“Is it?” he asked interestedly. “I’ve heard of Hatteras.”
“You’re in luck only to have heard of it,” grumbled the other. “Mostly you feel it! We’re getting into it now. This is the roughest stretch between Cape Cod and the Florida Keys. You want to try it when there’s a good off-shore gale if you want some real fun! This your first voyage?”
“My first in the Navy, except knocking around for a month or so on a patrol boat up north. I’ve never been south before. I suppose you’ve been in the service a long time.”
“Three years,” answered the yeoman nonchalantly yet proudly. “This is my fourth ship. I was on the old Missouri first. Then the Montana, and after that the Tacoma. Now it’s this old tub.”
“Oh, is the Gyandotte a tub?” asked Nelson with a smile.

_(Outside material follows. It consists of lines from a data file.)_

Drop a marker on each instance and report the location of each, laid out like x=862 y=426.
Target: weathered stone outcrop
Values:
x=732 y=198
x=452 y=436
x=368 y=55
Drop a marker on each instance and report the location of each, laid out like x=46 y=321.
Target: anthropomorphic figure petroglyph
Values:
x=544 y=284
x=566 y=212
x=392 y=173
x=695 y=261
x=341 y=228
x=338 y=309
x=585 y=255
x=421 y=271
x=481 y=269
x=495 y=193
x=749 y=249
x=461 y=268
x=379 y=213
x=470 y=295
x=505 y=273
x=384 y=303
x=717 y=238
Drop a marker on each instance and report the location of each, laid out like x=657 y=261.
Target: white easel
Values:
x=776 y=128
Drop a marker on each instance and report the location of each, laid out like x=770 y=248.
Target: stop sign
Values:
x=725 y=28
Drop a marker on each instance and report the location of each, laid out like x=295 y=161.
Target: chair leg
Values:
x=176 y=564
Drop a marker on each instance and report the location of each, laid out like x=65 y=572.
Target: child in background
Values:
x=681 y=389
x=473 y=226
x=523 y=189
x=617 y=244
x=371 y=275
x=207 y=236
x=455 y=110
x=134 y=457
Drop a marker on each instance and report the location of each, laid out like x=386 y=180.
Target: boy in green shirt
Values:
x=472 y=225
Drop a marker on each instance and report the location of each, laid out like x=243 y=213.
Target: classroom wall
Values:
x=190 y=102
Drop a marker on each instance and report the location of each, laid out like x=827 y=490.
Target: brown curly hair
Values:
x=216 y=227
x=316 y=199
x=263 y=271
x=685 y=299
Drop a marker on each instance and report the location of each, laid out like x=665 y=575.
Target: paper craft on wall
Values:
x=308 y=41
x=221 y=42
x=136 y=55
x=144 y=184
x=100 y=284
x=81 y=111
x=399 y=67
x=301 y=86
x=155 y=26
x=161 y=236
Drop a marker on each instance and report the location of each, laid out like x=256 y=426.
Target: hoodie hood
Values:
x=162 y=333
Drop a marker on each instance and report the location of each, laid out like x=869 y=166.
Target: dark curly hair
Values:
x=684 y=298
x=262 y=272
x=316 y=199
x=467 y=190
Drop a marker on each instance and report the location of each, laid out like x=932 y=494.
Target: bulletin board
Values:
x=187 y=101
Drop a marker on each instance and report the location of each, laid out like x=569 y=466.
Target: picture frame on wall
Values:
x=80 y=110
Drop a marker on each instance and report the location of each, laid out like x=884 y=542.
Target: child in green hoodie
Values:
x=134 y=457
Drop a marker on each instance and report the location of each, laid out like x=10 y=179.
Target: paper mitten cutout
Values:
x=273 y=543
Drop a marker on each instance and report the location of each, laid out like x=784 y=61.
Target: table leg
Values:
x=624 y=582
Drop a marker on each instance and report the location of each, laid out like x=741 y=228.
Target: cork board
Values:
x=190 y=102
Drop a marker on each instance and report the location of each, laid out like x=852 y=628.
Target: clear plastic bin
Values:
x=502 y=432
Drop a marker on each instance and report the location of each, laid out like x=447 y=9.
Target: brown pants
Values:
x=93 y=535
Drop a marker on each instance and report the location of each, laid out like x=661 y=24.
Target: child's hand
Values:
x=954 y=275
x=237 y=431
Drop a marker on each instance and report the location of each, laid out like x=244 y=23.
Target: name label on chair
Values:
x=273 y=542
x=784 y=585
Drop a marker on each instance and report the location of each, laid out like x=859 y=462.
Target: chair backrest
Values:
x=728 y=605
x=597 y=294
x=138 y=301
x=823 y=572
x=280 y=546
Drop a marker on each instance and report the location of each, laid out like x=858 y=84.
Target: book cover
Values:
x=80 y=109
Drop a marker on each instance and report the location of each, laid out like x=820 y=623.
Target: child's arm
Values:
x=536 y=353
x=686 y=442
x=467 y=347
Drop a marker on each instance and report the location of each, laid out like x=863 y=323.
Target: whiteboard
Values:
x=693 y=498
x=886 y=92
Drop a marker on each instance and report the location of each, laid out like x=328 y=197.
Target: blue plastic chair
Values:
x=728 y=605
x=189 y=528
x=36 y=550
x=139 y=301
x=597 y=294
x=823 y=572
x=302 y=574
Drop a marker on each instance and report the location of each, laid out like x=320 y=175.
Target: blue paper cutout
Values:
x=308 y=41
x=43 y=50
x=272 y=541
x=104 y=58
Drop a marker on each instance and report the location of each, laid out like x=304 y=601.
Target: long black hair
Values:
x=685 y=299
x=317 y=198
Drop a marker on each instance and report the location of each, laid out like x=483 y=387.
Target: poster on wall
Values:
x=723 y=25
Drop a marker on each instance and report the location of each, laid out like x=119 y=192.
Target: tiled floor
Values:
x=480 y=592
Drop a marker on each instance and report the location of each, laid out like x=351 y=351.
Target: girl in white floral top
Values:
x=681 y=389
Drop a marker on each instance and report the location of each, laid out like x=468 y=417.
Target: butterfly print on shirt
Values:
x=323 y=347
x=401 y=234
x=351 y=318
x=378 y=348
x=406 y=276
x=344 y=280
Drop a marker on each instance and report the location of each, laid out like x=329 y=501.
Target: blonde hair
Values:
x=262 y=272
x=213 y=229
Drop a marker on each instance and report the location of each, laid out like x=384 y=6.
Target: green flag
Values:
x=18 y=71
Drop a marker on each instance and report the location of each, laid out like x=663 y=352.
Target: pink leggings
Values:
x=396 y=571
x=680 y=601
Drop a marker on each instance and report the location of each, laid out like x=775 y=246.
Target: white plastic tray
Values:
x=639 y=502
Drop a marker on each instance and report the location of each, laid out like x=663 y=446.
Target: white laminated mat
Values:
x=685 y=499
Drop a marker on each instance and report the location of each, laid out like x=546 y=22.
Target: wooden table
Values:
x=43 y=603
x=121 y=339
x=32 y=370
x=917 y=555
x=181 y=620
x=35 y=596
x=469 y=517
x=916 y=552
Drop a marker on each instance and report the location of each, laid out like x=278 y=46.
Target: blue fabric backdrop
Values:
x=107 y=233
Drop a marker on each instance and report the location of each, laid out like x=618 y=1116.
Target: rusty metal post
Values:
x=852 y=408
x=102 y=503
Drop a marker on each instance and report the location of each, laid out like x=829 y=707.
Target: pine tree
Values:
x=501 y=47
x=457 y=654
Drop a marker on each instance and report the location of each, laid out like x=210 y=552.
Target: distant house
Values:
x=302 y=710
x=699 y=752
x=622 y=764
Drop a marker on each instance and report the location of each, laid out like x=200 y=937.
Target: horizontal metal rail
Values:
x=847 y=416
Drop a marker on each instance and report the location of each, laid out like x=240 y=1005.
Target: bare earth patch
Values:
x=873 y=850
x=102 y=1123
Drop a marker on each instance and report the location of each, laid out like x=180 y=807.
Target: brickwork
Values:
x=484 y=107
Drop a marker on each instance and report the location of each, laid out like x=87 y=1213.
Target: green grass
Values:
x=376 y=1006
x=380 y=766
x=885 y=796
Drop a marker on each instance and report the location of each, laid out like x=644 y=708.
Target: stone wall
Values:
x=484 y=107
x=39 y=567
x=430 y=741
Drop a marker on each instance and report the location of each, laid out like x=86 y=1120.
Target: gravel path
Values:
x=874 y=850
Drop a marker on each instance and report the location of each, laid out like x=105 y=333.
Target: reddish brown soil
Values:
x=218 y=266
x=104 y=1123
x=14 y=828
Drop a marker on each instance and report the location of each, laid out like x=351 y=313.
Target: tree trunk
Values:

“Sure she is. She’s sixteen years old and was out of commission until the war started. They’ve tinkered her up so she’ll hold together for a year or so, maybe. They say she’s got new engines, but I don’t know if it’s so. Reckon the Old Man’s keeping her close to shore in case she falls apart.”
Nelson looked through the port and across the leagues of tumbling muddy-gray water. “At that it would be a long swim,” he said with a smile. “Do you know where we’re going?”
The yeoman nodded above his folded arms. “Bahamas and around there. Anyway, that’s what I heard. The papers had a piece about a German raider off Great Abaco last week and I reckon we’re sent down to have a look-see. But, shucks, there isn’t a German ship this side of the Azores, unless it’s a sub that’s missed her way. We’ll go down there and cruise around for a month without getting foot on shore and then waddle home again and go into dry dock for repairs. It’s sure punk luck, getting stuck on this old spile-driver.”
“You don’t think, then, that they’ll send the Gyandotte across to the other side?”
“Her? She couldn’t do it, not unless they towed her,” was the contemptuous reply. “If you wanted to get across you’d better have stuck to your patrol boat. They’re sending those over all the time. Well, I’ve got to be stirring.”